NOAA Fisheries’ Northwest Fisheries Science Center states on its website1: “Similar to 2015, many of the ocean ecosystem indicators suggest 2016 to be another poor year for juvenile salmon survival, the second consecutive year of poor ocean conditions. The PDO2 was strongly positive (warm) throughout 2016, coinciding with the continuing of the anomalously warm ocean conditions in the NE Pacific initiated by the “The Blob” that began in the fall of 2013. Strong El Niño conditions at the equator also persisted throughout 2015 until May of 2016. Sea surface and upper 20 m water temperatures off Newport Oregon remained warmer than usual (+2°C) throughout most of 2016 continuing two consecutive years of anomalously warm ocean conditions.” See Figures below and at end for more details from NMFS presentation.
Mother Nature has once again dealt California salmon a deadly set of circumstances. There is not much that can be done at this point, because much of this bad hand has already been played during the 2012-2016 drought and the bad ocean conditions in 2015 and 2016. Reduction of the 2017 sport and commercial fisheries has been prescribed again to save the patient. Cutting salmon harvest is like applying a tourniquet to an amputation, yet it is necessary. Have we not learned to better prepare for such circumstances?
Once again, the blame for poor resource management is being shifted to poor ocean conditions. Evidence clearly indicates that poor inland river, Delta, and Bay conditions were also a major factor in the poor survival of salmon during the recent drought. Furthermore, evidence indicates that the fall-run hatchery salmon populations that make up most of the commercial and sport fishing catch were sustained through the drought by the transport of hatchery smolts to the Bay avoiding the poor river and Bay-Delta conditions. There was very poor survival of smolts released near upriver hatcheries during the drought compared to smolts trucked to the Delta or the Bay. This is strong evidence that the rivers and Delta are the key factors in Central Valley salmon viability.3
The same circumstances occurred in the 2004-2008 period, leading to the 2008 “salmon crash”. First came a sequence of drier years, 2001-2005; two bad ocean years, 2004 and 2005; then a flood year 2006; followed by drought years 2007 and 2008. The salmon populations did recover with better runs in 2012 and 2013 because of normal-wet river conditions in 2010-2012 and good ocean condition in 2010-2013, but the runs have since declined sharply, beginning in 2014 and culminating in the expected 2017 crash. So far, the 2017 fishery is better than expected because of the expanded hatchery transport efforts in 2014. The prognosis is not as good for the wild salmon that were not trucked to the Bay.
Declining runs in the drought years 2014 and 2015, poor young production from 2013-2015, and the poor run of two-year-old (jacks) from brood-year 2014 in 2016 are indicators of a population crash.
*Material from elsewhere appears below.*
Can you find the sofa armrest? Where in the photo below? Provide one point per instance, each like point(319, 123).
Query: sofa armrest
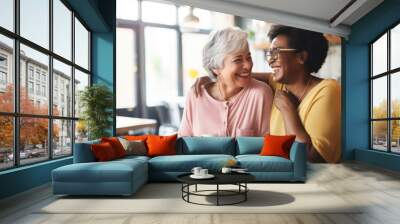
point(298, 155)
point(83, 152)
The brood-year 2014 jacks were the consequence of cumulative bad conditions: (1) in their spawning run (summer-fall 2014), (2) during incubation and first year rearing-emigration (winter-spring 2015), (3) during their first two summers in the ocean (2015-2016), and (4) poor conditions during their run from the ocean in summer-fall 2016 from the drought hangover. Three-year-olds from the 2014 brood year are also expected to return in poor numbers in 2017, because of droughts during their parents’ spawn, poor river rearing conditions (2015), and then poor ocean conditions in 2015 and 2016.
The prognosis for brood-years 2015-2017 (2018-2020 runs) is not good for some of the same reasons, especially the expected poor numbers of spawners. These runs will carry hangovers from poor river and ocean conditions in 2015 and 2016.
One thing is lessening the overall effect on fisheries: trucking hatchery smolts to the Bay. While that is not helping the wild salmon populations in the Central Valley, or those hatchery populations not included in the trucking program, it is helping.
What can be done to improve all the salmon populations in the Central Valley?
- Reduce harvest of adults in ocean and rivers (being implemented).
- Increase hatchery production (take more eggs and rear more smolts).
- Diversify hatchery smolt production by rearing some fry in natural floodplain habitats.
- Increase hatchery smolt survival by trucking and barging to the Bay and pen acclimating in the Bay.
- Improve migration and pre-spawn holding conditions for wild and hatchery adult spawners by maintaining spring-fall migration conditions (flow and water temperatures) in lower rivers and spawning reaches.
- Maintain adequate water levels and water temperatures to sustain eggs and embryos until hatching and emergence.
- Provide optimum flows and water temperatures in rearing areas for growth and survival (minimize predation).
- Provide flow pulses to attract spawners to spawning rivers below major rim dams.
- Provide winter and spring flow pulses to stimulate juvenile emigration and to provide floodplain rearing opportunities.
- Limit South Delta exports during late fall to spring peak emigration periods.
With so many factors potentially affecting salmon survival and production, it is hard to say which of these prescriptions will be most effective. We should focus on doing them all, at least in this plentiful water year (2017).